Mumbai: While Mumbai is gearing up to tackle the third wave of the Covid-19 pandemic, the city’s slum areas of the city are almost Covid-free. Senior civic officials have said that at present, more than 90 per cent of the daily cases being reported are from high-rises. Officially, according to the Brihanmumbai Municipal Corporation (BMC) dashboard, while there are 46 active sealed buildings (micro-containment zones) and 1,693 buildings with sealed floors (SF) in Mumbai, there is not a single slum area in the city that is marked as a containment zone.

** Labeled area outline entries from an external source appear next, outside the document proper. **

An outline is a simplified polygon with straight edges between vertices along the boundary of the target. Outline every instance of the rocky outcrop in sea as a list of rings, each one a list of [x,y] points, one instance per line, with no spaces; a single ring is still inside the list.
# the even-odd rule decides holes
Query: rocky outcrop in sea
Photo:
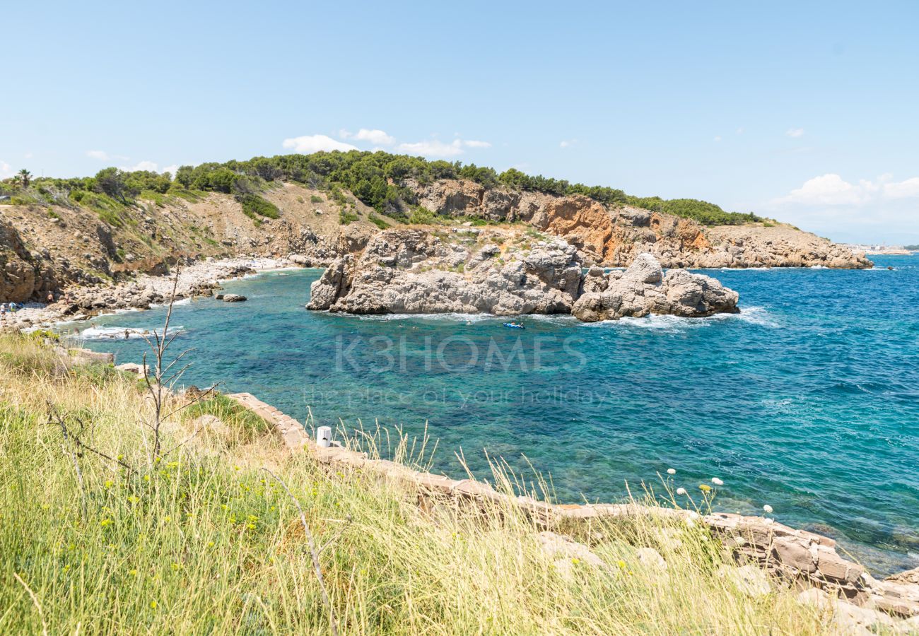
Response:
[[[738,294],[641,255],[625,272],[582,273],[576,248],[530,231],[389,230],[312,284],[312,310],[348,313],[572,313],[584,321],[650,313],[736,312]]]
[[[785,223],[706,226],[630,205],[606,206],[582,195],[485,187],[469,180],[405,180],[418,203],[437,215],[522,221],[574,245],[587,265],[620,267],[652,254],[664,267],[839,267],[872,266],[856,254]]]
[[[641,254],[627,270],[604,273],[591,267],[572,313],[594,323],[650,313],[698,318],[714,313],[736,313],[739,296],[715,278],[671,269],[664,276],[661,264]]]

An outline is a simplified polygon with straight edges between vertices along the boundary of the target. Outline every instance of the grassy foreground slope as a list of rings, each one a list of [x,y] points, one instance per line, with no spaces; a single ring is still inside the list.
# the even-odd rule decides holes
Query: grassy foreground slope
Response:
[[[156,459],[135,379],[68,369],[29,336],[0,335],[0,633],[328,633],[297,508],[262,466],[325,546],[341,633],[828,630],[793,590],[751,597],[719,576],[723,552],[698,527],[595,524],[577,538],[609,567],[560,559],[512,509],[419,506],[372,475],[327,472],[221,400],[210,410],[229,430]],[[52,410],[130,470],[75,453]],[[188,437],[188,419],[167,426],[164,449]],[[656,548],[666,571],[635,545]]]

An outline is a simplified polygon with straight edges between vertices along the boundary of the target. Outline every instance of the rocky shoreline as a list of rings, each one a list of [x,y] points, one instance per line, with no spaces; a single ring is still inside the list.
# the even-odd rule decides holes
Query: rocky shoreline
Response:
[[[570,313],[585,322],[735,313],[739,296],[650,254],[622,271],[583,273],[563,239],[513,230],[387,230],[312,284],[311,310],[346,313]]]
[[[872,633],[868,629],[894,633],[919,630],[919,568],[876,579],[862,565],[840,556],[836,542],[828,537],[789,528],[764,517],[720,512],[699,514],[695,510],[633,501],[553,505],[529,496],[514,496],[484,482],[453,480],[416,471],[387,460],[372,459],[336,442],[328,448],[320,447],[305,433],[302,424],[251,393],[234,393],[229,397],[271,424],[288,452],[310,452],[331,470],[359,470],[406,484],[417,489],[419,504],[427,508],[443,500],[471,505],[483,515],[502,514],[506,508],[516,508],[542,528],[538,540],[550,554],[562,557],[562,562],[570,562],[575,558],[591,567],[608,567],[590,546],[572,539],[565,533],[602,519],[653,517],[661,520],[661,532],[664,536],[668,529],[673,529],[673,524],[706,528],[729,551],[736,563],[727,566],[720,575],[742,582],[751,597],[766,596],[774,586],[793,586],[801,590],[798,596],[800,603],[833,612],[843,633]],[[675,534],[668,536],[666,540],[679,540]],[[653,548],[641,547],[639,551],[662,573],[666,572],[667,562]]]
[[[188,263],[179,267],[176,300],[210,296],[223,280],[302,267],[299,260],[291,255],[287,258],[209,258]],[[169,301],[174,282],[173,275],[143,274],[134,280],[114,285],[70,288],[54,302],[31,302],[16,312],[7,312],[0,327],[14,330],[48,327],[55,323],[119,310],[150,309]]]

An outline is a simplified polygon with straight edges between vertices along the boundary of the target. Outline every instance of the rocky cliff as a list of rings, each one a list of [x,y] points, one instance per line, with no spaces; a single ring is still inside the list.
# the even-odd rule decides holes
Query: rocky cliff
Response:
[[[419,203],[443,216],[522,221],[564,238],[586,264],[624,267],[648,252],[664,267],[814,267],[861,268],[864,255],[782,223],[708,227],[689,219],[587,197],[485,187],[441,180],[406,186]]]
[[[532,230],[388,230],[359,256],[335,261],[312,284],[309,309],[349,313],[573,313],[596,322],[649,313],[737,312],[737,292],[650,254],[625,272],[582,274],[577,250]]]
[[[208,256],[295,255],[302,265],[324,266],[362,249],[378,231],[372,210],[347,193],[343,203],[278,184],[262,196],[278,208],[278,219],[246,216],[233,197],[219,193],[142,199],[116,211],[0,205],[0,301],[44,301],[74,287],[104,290]]]
[[[466,180],[406,179],[404,186],[444,222],[527,224],[562,238],[586,266],[625,267],[643,252],[665,267],[870,266],[847,248],[788,225],[707,227],[639,208],[607,208],[583,196]],[[117,210],[69,199],[67,205],[0,205],[0,301],[44,300],[49,292],[60,297],[73,287],[104,289],[207,256],[292,256],[324,267],[362,250],[380,228],[400,225],[347,191],[333,196],[273,182],[260,196],[279,210],[277,219],[247,215],[233,197],[214,192],[142,198]]]

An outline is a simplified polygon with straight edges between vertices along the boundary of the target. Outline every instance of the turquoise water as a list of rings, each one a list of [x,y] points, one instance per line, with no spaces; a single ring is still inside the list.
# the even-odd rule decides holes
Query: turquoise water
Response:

Civic rules state that a slum area would be marked as a containment zone in the event of several cluster cases being reported from there.
Assistant Municipal Commissioner and in-charge of G/North ward Kiran Dighavkar, said that there are hardly any cases reported from the Dharavi slums, which had become a hotbed of Covid-19 in 2020.
“In G/N ward, most cases are now reported from residential pockets of Mahim and Dadar while the Dharavi slums have been reporting zero cases for many days now,” Dighavkar told the FPJ on Friday.
He mentioned that there has been a steady rise in the number of slumdwellers lining up for vaccination and there is more awareness amongst people. “We have three dedicated vaccination centres for Dharavi and all three are recording good footfall every day,” said Dighavkar.
A senior official from the G/South ward (Worli, Prabhadevi areas) said that the number of daily active cases in the slum areas of Worli-Koliwada, also a Covid hotspot at one point in the pandemic, have fallen drastically.
“Since the beginning of the pandemic, we have focused on testing and are continuing to do the same, not letting our guard down even when cases are low in slum areas,” said the official.
Assistant Municipal Commissioner from K/East ward Prashant Sapkale said that to contain virus transmission, he has ordered his team of health workers to identify slum pockets where people are returning from their villages after celebrating Ganeshotsav.
Additional Municipal Commissioner (Health) Suresh Kakani has said that the overall trends in the city show a downward graph of cases in slum areas.
“Most residents of slum areas have received at least one dose of vaccine from the BMC, which is why the intensity of cases in slums has not been very high,” Kakani said.
“Even when the second wave was at its peak, we saw that municipal wards with higher populations of those living in high-rises were more affected,” he said.
However, local elected representatives maintain that there is not enough daily testing being carried out in slums. “Most slum residents have already been exposed to the virus and now that most restrictions have been relaxed, they are not under pressure to get themselves tested,” said the BJP corporator from Cuffe-Parade, Harshita Narwekar, on Friday.
“In my constituency, those living in high-rises are getting themselves tested even if they have the common cold or flu; however, in slums, the scene is just the opposite,” said the BJP corporator from Khar, Alka Kerkar.